> The current approach is clearly too restrictive and isn't satisfactory.
> Beyond the problems you mention, there really isn't a single standard for
> portability. Even 8.3 names aren't portable to systems which don't allow
> periods in names. A whole family of checkers is needed, giving various
> degrees of portability. Some should be supplied with the library, but
users
> also need to be able to provide their own.
> [...]

> <boost/filesystem/path.hpp> added this:
>
>     typedef bool (*is_portable_test)( string & candidate );
>
>     class scoped_portability_policy : noncopyable
>     {
>     public:
>       explicit scoped_portabiity_policy( is_portable_test f );
>       ~scoped_portabiity_policy();
>      };
>

I'm not sure 'portability' is the right word here.

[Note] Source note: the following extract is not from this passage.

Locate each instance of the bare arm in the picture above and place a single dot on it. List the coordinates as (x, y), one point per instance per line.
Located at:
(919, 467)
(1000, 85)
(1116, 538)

Since it can be overridden by the user, maybe a better name would be:
is_legal_name_test - and the user can override it to suit its needs.

I don't quite like is_portable_test, since I assume there is only
one 'portability', not more (at least, this is what I think, when
discussing portability). For instance, when talking about a portable name,
I assume there is a clear definition of what that means to everybody
(and I don't assume users could/should override that ;).


That said, instead of a scoped portability policy, which will go rather
bad with thread-safety, maybe, just a simple
set_legal_name_policy( is_legal_name_test f); would look better.

Users would (should) set this in main(), while there are no more threads,
and it could play nicely with thread-safety as well.